Published July 08. 2010 05:00PM

With much of the northeast experiencing scorching temperatures, high humidity and little to no precipitation, Carbon County is among the growing number of counties that have been placed on the Pennsylvania Department of Environmental Protection's drought list.

Mark Nalesnik, the Carbon County Emergency Management Agency director, released an updated drought map from DEP yesterday.

According to the composite indicator map, dated July 6, numerous counties throughout the eastern portion of the state are in a drought watch or warning. Carbon County is listed in a drought watch.

A drought watch declaration is the first level and least severe of the state's three drought classifications. It calls for a voluntary 5 percent reduction in non-essential water use. The classifications are dependent on four indicators, including precipitation deficits, surface water levels, groundwater levels and soil moisture. Drought watch conditions begin to occur when a deficit of 25 percent of the normal precipitation happens over a three-month period.
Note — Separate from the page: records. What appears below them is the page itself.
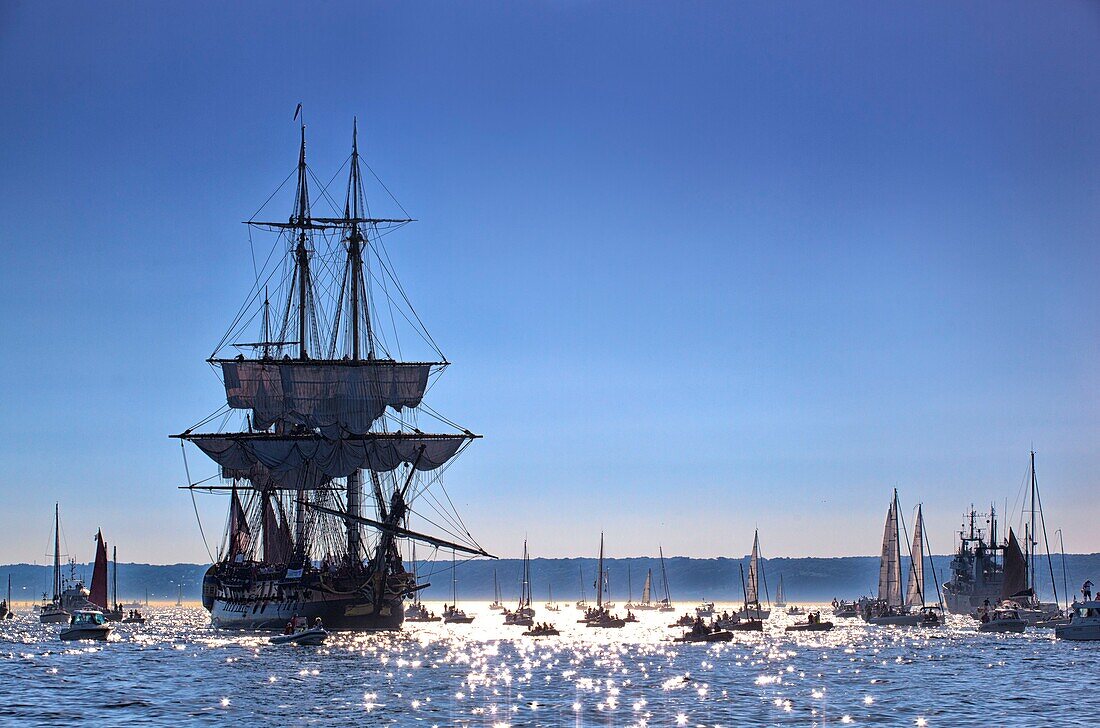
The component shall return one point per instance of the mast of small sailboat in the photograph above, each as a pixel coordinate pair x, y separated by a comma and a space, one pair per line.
57, 553
600, 574
525, 597
664, 577
740, 566
915, 591
890, 559
454, 581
Drought warning conditions occur when a deficit of 35 percent is recorded and drought emergency conditions begin to happen when a deficit of 45 percent is recorded.
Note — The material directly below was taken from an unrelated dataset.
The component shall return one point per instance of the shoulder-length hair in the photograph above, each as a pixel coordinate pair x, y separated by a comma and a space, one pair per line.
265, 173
Nalesnik recommends that Carbon County residents try to conserve water, if possible, until the drought situation improves.

He noted that there are three burn bans currently in place in the county. They include Mahoning Township, Bowmanstown and Lower Towamensing Township.

"I strongly recommend not burning trash or having camp fires at this time," Nalesnik said. "Since water supplies may become limited, I am concerned about water shortages for firefighting, so please avoid unnecessary use of water and do not be careless with fires."

Carbon County Commissioner Wayne Nothstein echoes Nalesnik's thoughts.

"I would strongly urge residents to start to conserve water, especially those on wells. Even if we do get some showers this week it will not be enough to get us out of the watch," said Nothstein.

"We have been watching the situation and will continue to monitor rainfall events and act accordingly."

He also suggests that all water authorities and suppliers review their contingency plans and update them as needed.

Nothstein added that he is anticipating calling a meeting for Carbon County's Drought Task Force, a group the county reorganized in 2007, when Carbon County was classified in a drought watch.

The group looks at the water resources in the area to determine the severity of the drought in the county.

This includes seeing how many wells have gone dry and how far they would have to drill to reach the water table.

It also includes watching the river, creeks, lakes and dam levels.

In times of a drought watch, area residents can help conserve water by taking shorter showers, washing only full loads of laundry, watering lawns and gardens only when it is necessary and using water sparingly during daily routines.

Some relief is possible over the next few days, as meteorologists are calling for a cold front to move through the area, bringing the chance of thunderstorms and showers.

According to the National Weather Service, there is a 40 percent chance of showers and thunderstorms this evening and tonight. Tomorrow and Saturday call for scattered showers and thunderstorms throughout the afternoon.